I would like to transform a data frame that has both start-year and end-year variables into a complete time series that (1) includes all the years in between start-year and end-year and (2) fills in the values of all the variables for the years in between.

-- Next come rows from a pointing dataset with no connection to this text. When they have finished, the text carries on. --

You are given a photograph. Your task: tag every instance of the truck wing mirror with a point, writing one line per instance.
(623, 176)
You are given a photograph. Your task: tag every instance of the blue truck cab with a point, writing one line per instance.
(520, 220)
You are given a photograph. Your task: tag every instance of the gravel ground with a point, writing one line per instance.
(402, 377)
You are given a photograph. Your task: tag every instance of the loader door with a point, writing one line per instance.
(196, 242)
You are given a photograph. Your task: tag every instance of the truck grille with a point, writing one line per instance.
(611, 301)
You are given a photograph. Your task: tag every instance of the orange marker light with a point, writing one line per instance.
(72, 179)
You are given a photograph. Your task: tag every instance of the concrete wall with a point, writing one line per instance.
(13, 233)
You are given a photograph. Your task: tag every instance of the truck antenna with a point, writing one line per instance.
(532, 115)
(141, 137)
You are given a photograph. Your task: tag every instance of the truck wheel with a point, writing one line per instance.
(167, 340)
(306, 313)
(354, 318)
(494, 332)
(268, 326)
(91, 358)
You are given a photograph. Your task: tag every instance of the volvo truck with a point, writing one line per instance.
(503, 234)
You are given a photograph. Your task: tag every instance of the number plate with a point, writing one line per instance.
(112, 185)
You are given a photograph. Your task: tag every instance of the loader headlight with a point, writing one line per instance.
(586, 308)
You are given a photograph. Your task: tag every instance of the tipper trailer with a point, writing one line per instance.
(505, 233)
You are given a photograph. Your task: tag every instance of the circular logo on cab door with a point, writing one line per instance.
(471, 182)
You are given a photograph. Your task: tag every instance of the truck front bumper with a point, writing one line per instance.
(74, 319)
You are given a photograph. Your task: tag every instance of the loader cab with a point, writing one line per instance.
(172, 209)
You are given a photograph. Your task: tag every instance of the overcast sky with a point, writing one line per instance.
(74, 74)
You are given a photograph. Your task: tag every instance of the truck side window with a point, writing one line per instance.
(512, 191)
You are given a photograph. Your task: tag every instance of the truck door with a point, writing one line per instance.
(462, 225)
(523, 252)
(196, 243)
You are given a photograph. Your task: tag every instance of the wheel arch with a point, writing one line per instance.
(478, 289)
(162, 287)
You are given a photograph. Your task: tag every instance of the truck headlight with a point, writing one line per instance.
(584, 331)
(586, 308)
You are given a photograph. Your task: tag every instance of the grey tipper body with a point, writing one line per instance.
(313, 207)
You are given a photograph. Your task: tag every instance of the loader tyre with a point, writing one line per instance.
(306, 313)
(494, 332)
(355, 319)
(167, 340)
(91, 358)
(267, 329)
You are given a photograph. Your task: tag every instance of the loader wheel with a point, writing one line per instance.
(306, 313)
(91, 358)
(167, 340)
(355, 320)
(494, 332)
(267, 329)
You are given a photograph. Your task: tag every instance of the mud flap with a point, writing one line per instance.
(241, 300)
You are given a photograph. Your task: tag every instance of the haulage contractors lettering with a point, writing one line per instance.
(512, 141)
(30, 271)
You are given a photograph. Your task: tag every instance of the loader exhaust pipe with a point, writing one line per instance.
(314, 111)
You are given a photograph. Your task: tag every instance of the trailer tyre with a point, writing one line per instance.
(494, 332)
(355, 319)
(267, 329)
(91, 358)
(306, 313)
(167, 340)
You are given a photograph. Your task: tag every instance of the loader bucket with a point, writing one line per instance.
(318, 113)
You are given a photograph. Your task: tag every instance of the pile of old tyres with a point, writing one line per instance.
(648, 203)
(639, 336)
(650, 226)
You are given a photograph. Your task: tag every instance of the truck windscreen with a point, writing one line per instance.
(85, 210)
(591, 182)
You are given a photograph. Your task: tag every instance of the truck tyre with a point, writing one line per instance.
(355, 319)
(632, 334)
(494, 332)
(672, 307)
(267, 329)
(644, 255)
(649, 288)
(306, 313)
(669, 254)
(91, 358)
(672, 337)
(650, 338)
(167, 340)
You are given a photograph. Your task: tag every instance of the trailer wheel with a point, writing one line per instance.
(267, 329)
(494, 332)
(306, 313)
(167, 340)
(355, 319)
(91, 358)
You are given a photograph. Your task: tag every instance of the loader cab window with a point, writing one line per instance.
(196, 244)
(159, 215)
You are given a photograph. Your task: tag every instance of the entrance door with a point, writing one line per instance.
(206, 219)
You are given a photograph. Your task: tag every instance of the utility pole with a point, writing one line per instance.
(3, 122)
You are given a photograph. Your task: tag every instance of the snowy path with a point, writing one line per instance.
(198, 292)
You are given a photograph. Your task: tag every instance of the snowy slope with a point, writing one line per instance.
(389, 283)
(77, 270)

This is how the original data looks like:
data_original <- data.frame(name = c("peter", "peter", "eric", "denisse"), lastname = c("smith", "smith", "jordan", "williams"), age = c(54, 54, 48, 40), start_year = c(1980,1986, 1990, 2000), end_year = c(1984, 1988, 1993, 2001))
data_original
#> name lastname age start_year end_year
#> 1 peter smith 54 1980 1984
#> 2 peter smith 54 1986 1988
#> 3 eric jordan 48 1990 1993
#> 4 denisse williams 40 2000 2001
This is how I would like the data to look like:
data_final <- data.frame(name = c("peter", "peter", "peter", "peter", "peter", "peter", "peter", "peter", "eric", "eric", "eric", "eric", "denisse", "denisse"), lastname = c("smith", "smith", "smith", "smith", "smith", "smith", "smith", "smith", "jordan", "jordan", "jordan", "jordan", "williams", "williams"), age = c(54, 54, 54, 54, 54, 54, 54, 54, 48, 48, 48, 48, 40, 40), year = c(1980, 1981, 1982, 1983, 1984, 1986, 1987, 1988, 1990, 1991, 1992, 1993, 2000, 2001))
data_final
#> name lastname age year
#> 1 peter smith 54 1980
#> 2 peter smith 54 1981
#> 3 peter smith 54 1982
#> 4 peter smith 54 1983
#> 5 peter smith 54 1984
#> 6 peter smith 54 1986
#> 7 peter smith 54 1987
#> 8 peter smith 54 1988
#> 9 eric jordan 48 1990
#> 10 eric jordan 48 1991
#> 11 eric jordan 48 1992
#> 12 eric jordan 48 1993
#> 13 denisse williams 40 2000
#> 14 denisse williams 40 2001
Many thanks in advance for this and for your continuous help!